Iran arrested 7000 in dissidents in 2018
Those swept up by the crackdown included protesters, students, lawyers, journalists, environmental and women's rights activists, and trade unionists.
Thursday, 24th January 2019
Iranian authorities arrested more than 7,000 dissidents last year in a sweeping crackdown that led to hundreds being jailed or flogged, at least 26 protesters were killed, and nine people died in custody amid suspicious circumstances, according to Amnesty International.
Those swept up by the crackdown included protesters, students, lawyers, journalists, environmental and women's rights activists, and trade unionists.
Iranian authorities beat unarmed protesters and used live ammunition, teargas, and water cannon throughout the year – particularly in January, July, and August – with thousands arbitrarily arrested and detained, new figures assert.

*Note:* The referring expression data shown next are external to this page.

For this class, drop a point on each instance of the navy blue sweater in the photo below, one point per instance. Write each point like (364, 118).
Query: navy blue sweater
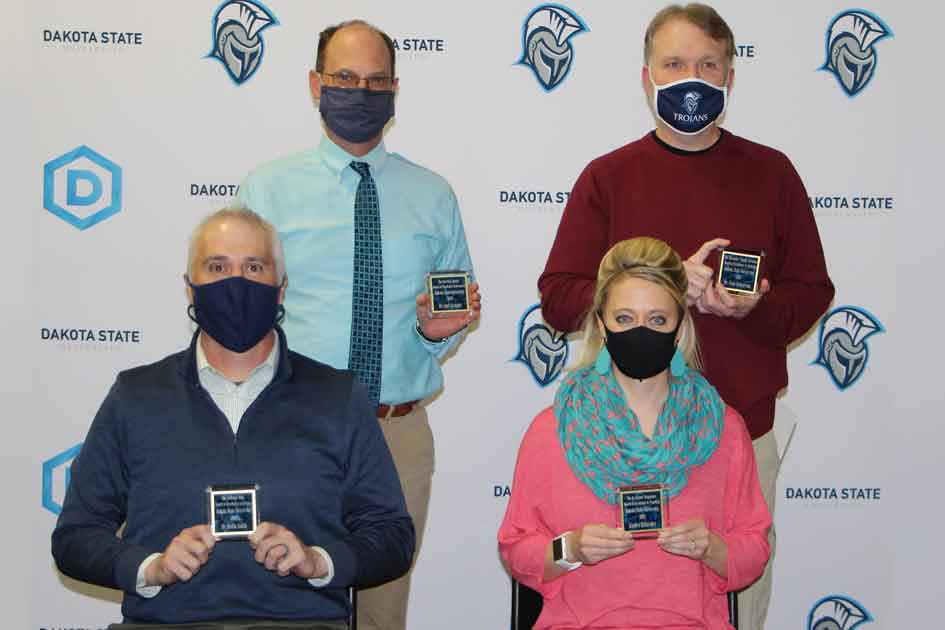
(311, 442)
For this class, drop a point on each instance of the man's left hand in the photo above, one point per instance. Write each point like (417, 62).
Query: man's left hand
(448, 325)
(716, 300)
(280, 550)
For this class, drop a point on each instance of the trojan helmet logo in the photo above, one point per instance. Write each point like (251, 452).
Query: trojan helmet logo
(837, 612)
(691, 101)
(543, 350)
(546, 46)
(237, 40)
(843, 350)
(851, 57)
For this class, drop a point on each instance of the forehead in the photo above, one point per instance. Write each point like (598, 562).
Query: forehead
(639, 295)
(232, 238)
(680, 37)
(357, 47)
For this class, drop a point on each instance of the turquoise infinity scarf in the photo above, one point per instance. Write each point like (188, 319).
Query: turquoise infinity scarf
(605, 447)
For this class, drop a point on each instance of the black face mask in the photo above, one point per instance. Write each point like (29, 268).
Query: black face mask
(236, 312)
(356, 114)
(641, 352)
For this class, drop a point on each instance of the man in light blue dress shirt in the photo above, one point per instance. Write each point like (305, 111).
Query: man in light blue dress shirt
(310, 197)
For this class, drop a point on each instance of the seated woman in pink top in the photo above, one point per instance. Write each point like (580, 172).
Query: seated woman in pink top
(632, 413)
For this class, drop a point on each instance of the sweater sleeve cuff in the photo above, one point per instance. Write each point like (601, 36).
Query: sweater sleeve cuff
(343, 563)
(127, 566)
(323, 581)
(141, 586)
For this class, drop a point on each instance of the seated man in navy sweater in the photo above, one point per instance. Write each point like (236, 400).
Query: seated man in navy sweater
(236, 417)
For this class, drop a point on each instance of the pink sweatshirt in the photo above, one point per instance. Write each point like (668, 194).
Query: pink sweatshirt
(645, 588)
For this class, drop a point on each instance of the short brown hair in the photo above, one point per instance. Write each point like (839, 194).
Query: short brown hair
(328, 33)
(702, 16)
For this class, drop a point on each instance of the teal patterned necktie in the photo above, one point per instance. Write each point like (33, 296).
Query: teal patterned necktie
(367, 291)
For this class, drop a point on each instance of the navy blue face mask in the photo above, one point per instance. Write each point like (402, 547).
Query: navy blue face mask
(356, 114)
(236, 312)
(689, 105)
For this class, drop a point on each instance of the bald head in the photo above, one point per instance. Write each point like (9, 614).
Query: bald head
(356, 34)
(235, 237)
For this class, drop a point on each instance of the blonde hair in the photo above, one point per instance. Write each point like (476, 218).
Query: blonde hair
(652, 260)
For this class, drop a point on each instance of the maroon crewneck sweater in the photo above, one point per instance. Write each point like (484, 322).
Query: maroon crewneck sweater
(736, 189)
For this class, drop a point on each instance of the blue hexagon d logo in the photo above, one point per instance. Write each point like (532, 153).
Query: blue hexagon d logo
(56, 476)
(82, 187)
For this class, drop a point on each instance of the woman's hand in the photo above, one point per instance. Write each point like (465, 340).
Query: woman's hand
(694, 540)
(593, 543)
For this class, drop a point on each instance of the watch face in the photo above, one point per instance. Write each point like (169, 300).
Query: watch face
(557, 549)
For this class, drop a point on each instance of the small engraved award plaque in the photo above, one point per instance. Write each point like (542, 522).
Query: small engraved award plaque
(449, 292)
(740, 270)
(234, 512)
(643, 509)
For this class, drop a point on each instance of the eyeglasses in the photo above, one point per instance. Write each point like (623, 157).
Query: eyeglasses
(350, 80)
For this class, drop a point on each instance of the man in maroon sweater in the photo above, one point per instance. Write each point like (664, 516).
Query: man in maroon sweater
(700, 188)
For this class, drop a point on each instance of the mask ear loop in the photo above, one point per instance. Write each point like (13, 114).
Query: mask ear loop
(603, 362)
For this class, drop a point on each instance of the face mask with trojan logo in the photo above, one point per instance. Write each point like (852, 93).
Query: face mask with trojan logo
(688, 106)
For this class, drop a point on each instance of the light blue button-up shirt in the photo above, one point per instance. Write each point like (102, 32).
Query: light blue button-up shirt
(309, 197)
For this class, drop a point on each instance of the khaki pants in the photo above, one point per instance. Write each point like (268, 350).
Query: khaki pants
(411, 444)
(753, 601)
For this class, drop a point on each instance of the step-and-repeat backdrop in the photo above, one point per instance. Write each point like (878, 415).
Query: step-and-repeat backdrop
(126, 124)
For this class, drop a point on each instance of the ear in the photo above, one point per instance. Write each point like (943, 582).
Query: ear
(600, 326)
(285, 285)
(315, 84)
(188, 290)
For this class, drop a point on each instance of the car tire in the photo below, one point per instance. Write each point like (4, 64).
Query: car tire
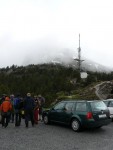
(75, 125)
(45, 119)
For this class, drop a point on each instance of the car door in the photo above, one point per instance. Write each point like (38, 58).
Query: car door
(56, 111)
(66, 114)
(110, 107)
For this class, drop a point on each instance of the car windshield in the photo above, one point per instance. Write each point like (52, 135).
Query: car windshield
(98, 105)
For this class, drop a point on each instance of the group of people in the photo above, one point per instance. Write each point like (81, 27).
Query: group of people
(14, 108)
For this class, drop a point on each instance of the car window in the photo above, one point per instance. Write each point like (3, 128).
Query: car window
(59, 106)
(111, 104)
(98, 105)
(69, 106)
(81, 106)
(106, 102)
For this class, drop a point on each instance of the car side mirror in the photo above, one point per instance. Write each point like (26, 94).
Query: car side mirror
(52, 108)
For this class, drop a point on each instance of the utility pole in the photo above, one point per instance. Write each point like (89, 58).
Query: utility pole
(79, 58)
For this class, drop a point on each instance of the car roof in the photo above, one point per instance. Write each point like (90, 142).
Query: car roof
(75, 100)
(108, 100)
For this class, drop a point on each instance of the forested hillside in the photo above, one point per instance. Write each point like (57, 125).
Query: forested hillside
(52, 81)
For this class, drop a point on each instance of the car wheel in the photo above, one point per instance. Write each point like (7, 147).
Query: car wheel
(75, 125)
(46, 120)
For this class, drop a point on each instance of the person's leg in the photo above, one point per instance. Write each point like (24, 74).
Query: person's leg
(26, 118)
(7, 120)
(2, 120)
(36, 116)
(31, 113)
(16, 119)
(19, 119)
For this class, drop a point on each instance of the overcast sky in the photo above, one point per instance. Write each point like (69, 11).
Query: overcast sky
(31, 31)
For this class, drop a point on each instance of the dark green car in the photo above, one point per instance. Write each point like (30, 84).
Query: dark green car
(79, 114)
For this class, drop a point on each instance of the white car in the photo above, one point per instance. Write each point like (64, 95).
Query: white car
(109, 104)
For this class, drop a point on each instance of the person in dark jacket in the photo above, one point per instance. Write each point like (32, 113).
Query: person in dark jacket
(29, 105)
(17, 110)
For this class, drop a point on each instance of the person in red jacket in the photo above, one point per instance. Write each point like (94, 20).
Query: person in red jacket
(6, 107)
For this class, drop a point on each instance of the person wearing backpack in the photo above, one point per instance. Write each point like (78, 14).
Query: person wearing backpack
(41, 100)
(29, 106)
(6, 108)
(17, 110)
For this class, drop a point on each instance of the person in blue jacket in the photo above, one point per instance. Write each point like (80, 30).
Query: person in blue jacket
(29, 105)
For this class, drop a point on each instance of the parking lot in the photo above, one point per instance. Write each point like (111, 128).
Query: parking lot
(55, 137)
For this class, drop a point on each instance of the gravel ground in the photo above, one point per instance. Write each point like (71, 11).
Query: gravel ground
(54, 137)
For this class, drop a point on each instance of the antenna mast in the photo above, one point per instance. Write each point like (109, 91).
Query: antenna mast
(79, 57)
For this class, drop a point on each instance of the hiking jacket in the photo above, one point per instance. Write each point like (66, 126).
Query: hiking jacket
(29, 103)
(6, 106)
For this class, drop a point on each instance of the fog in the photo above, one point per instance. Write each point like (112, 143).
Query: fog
(33, 32)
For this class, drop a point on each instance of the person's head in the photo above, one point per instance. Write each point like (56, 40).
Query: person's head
(28, 94)
(39, 95)
(7, 98)
(12, 96)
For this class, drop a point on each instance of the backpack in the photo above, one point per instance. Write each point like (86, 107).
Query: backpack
(16, 103)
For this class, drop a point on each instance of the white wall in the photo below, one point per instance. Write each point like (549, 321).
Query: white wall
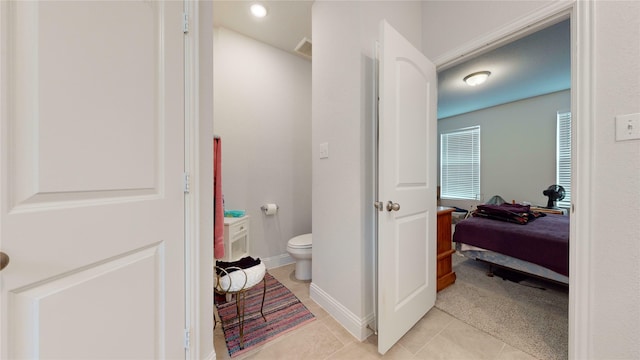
(517, 145)
(262, 112)
(343, 63)
(615, 315)
(613, 312)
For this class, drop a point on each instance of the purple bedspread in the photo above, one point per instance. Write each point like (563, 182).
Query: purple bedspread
(544, 241)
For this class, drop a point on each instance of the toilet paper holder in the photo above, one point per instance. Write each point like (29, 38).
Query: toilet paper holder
(265, 208)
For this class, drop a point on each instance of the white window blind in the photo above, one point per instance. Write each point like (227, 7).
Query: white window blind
(563, 157)
(460, 164)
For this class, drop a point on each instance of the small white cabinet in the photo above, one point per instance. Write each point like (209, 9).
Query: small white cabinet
(236, 238)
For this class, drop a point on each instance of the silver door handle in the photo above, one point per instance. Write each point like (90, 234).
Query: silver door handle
(4, 260)
(391, 206)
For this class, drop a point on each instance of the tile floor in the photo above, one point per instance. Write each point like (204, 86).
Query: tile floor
(436, 336)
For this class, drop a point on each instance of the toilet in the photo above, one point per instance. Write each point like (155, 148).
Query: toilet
(299, 248)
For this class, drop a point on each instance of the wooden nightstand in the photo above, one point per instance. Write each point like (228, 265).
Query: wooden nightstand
(445, 275)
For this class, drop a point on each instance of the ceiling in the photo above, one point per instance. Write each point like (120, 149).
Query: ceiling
(287, 22)
(534, 65)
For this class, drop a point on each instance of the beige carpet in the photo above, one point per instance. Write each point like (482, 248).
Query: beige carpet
(520, 314)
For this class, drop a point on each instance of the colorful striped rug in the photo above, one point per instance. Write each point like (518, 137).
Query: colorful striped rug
(283, 310)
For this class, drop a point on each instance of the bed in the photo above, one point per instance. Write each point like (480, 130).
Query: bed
(538, 247)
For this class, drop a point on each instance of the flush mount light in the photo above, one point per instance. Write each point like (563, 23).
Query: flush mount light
(477, 78)
(258, 10)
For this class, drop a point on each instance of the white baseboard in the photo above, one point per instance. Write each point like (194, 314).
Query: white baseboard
(211, 356)
(352, 323)
(277, 261)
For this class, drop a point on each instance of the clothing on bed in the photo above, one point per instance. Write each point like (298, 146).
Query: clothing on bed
(514, 213)
(544, 242)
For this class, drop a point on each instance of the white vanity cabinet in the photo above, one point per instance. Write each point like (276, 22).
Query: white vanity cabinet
(236, 238)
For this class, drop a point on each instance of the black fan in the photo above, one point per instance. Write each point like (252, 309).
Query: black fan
(555, 193)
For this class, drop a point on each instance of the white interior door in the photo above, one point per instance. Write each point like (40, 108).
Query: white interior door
(92, 202)
(406, 187)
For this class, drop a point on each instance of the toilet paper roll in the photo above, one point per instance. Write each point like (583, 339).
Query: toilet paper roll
(270, 209)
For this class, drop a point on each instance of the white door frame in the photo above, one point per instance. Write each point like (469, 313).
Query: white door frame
(198, 307)
(581, 14)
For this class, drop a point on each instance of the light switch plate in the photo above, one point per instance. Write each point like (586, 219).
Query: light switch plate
(324, 150)
(628, 127)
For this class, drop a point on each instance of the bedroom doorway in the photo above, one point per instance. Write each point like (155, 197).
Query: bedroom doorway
(473, 113)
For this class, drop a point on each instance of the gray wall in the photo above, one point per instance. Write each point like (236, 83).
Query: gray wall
(517, 147)
(262, 112)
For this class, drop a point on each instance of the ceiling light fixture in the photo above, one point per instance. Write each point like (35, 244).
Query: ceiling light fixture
(477, 78)
(258, 10)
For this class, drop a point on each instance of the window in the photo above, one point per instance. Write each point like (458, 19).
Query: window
(460, 164)
(563, 157)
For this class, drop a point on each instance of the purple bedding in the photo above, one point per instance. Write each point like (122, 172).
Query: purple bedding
(544, 241)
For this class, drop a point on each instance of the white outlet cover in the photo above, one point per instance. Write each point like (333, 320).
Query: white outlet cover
(628, 127)
(324, 150)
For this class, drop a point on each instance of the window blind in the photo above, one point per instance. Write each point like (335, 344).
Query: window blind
(563, 157)
(460, 164)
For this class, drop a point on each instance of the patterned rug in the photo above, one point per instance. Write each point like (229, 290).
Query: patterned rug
(283, 310)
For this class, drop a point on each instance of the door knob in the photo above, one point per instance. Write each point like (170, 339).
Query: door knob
(4, 260)
(391, 206)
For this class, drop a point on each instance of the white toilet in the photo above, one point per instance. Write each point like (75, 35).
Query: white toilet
(299, 248)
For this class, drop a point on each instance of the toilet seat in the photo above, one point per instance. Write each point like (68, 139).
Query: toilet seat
(300, 242)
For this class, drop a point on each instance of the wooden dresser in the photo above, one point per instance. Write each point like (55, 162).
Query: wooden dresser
(445, 274)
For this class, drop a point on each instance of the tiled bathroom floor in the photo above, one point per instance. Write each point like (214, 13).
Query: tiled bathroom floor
(436, 336)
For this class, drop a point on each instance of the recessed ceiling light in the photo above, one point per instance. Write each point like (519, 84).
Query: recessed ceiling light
(477, 78)
(258, 10)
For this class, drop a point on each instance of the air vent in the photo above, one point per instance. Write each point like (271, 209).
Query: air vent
(304, 48)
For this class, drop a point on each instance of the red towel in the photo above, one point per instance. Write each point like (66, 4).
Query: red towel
(218, 210)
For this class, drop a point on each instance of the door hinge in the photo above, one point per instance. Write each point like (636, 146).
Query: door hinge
(185, 23)
(187, 182)
(187, 339)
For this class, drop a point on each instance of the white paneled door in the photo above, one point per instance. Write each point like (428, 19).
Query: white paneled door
(92, 202)
(406, 187)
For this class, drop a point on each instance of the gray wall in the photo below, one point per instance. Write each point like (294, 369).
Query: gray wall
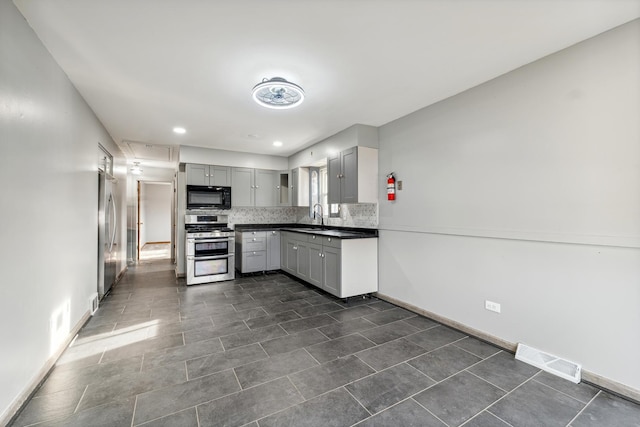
(526, 191)
(156, 205)
(48, 169)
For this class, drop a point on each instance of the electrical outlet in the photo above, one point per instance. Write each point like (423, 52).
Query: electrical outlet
(492, 306)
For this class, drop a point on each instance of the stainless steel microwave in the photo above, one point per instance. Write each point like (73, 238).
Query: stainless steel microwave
(205, 197)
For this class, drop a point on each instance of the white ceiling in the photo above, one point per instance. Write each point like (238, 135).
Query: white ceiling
(145, 66)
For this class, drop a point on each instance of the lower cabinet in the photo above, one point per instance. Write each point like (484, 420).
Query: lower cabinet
(342, 267)
(257, 251)
(273, 250)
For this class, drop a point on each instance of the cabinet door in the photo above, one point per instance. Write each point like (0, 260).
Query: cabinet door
(315, 264)
(349, 181)
(197, 174)
(294, 186)
(291, 256)
(254, 261)
(273, 250)
(334, 172)
(302, 270)
(220, 175)
(265, 187)
(242, 187)
(332, 270)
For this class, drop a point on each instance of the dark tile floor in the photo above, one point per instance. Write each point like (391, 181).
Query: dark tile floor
(269, 351)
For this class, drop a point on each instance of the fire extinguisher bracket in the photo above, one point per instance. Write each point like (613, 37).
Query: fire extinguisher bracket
(391, 187)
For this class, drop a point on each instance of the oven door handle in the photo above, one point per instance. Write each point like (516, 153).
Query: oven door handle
(209, 258)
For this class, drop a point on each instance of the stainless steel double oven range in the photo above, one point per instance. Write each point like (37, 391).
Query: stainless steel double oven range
(210, 249)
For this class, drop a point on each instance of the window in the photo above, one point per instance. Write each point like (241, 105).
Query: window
(318, 191)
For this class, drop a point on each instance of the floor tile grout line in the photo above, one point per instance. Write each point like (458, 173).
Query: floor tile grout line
(80, 401)
(498, 350)
(559, 391)
(507, 393)
(135, 406)
(356, 399)
(427, 409)
(584, 408)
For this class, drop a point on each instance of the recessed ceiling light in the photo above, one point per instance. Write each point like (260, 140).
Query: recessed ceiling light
(135, 170)
(278, 93)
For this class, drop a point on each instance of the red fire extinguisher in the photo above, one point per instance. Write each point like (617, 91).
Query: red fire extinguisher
(391, 187)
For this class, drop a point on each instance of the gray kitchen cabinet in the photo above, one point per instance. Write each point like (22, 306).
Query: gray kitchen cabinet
(273, 250)
(251, 251)
(332, 271)
(242, 187)
(353, 176)
(302, 255)
(342, 267)
(208, 175)
(316, 266)
(299, 187)
(265, 187)
(257, 251)
(253, 187)
(289, 261)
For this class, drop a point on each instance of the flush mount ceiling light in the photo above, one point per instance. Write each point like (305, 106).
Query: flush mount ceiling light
(278, 93)
(135, 170)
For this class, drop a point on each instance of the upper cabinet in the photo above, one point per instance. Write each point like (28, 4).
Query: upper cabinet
(353, 176)
(208, 175)
(253, 187)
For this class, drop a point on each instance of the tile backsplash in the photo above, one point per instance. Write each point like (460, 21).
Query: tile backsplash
(364, 215)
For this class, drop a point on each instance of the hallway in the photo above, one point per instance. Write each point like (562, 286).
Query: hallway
(269, 351)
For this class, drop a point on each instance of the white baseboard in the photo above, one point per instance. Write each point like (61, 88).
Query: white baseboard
(589, 377)
(23, 397)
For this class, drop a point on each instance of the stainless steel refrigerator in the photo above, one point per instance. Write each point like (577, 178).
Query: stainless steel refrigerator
(107, 226)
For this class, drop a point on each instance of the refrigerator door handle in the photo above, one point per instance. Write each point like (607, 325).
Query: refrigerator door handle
(115, 222)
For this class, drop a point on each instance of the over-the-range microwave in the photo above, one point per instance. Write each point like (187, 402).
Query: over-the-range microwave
(205, 197)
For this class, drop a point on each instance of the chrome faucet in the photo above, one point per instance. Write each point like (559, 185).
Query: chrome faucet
(321, 214)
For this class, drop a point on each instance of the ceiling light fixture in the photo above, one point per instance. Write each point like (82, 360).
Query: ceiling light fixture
(278, 93)
(135, 170)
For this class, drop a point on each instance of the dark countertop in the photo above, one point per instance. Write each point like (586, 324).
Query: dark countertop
(331, 231)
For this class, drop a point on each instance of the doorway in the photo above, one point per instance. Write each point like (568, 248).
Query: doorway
(154, 220)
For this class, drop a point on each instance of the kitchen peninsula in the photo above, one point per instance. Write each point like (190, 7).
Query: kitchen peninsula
(341, 261)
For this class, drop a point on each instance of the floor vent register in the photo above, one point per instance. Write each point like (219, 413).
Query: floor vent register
(553, 364)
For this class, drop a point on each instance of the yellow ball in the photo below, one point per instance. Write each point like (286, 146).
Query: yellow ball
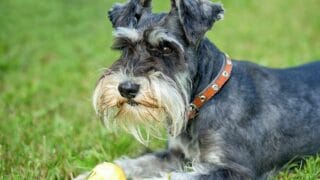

“2018 will go down in history as a year of shame for Iran,” said Philip Luther, Amnesty International’s Middle East research and advocacy director. “The staggering scale of arrests, imprisonments and flogging sentences reveal the extreme lengths the authorities have gone to in order to suppress peaceful dissent.
The crackdown was a response to unrest over poverty, corruption and the lack of political and social freedoms.
At least 112 women human rights defenders were arrested or remained in detention in Iran last year following sustained protests against compulsory veiling. Women silently waved their headscarves on sticks in public, provoking a violent response and a number of “grossly unfair” trials that led to some being jailed.
Throughout the year, 11 lawyers, 50 media workers, and 91 students were also detained arbitrarily, with at least 20 media workers sentenced to long jail sentences or flogging after unfair trials, according to Amnesty.
Amid a deepening economic crisis in the Middle East country that triggered worker-led protests that were brutally suppressed, Amnesty said Iran also intensified its discriminatory crackdown against religious and ethnic minorities, limiting their access to education, employment, and other services.
At least 63 environmental activists and researchers were reportedly arrested in 2018. They stand accused, without evidence, of collecting classified information about Iran’s strategic areas under the pretext of carrying out environmental and scientific projects. At least five were charged with “corruption on earth”, a crime punishable by death.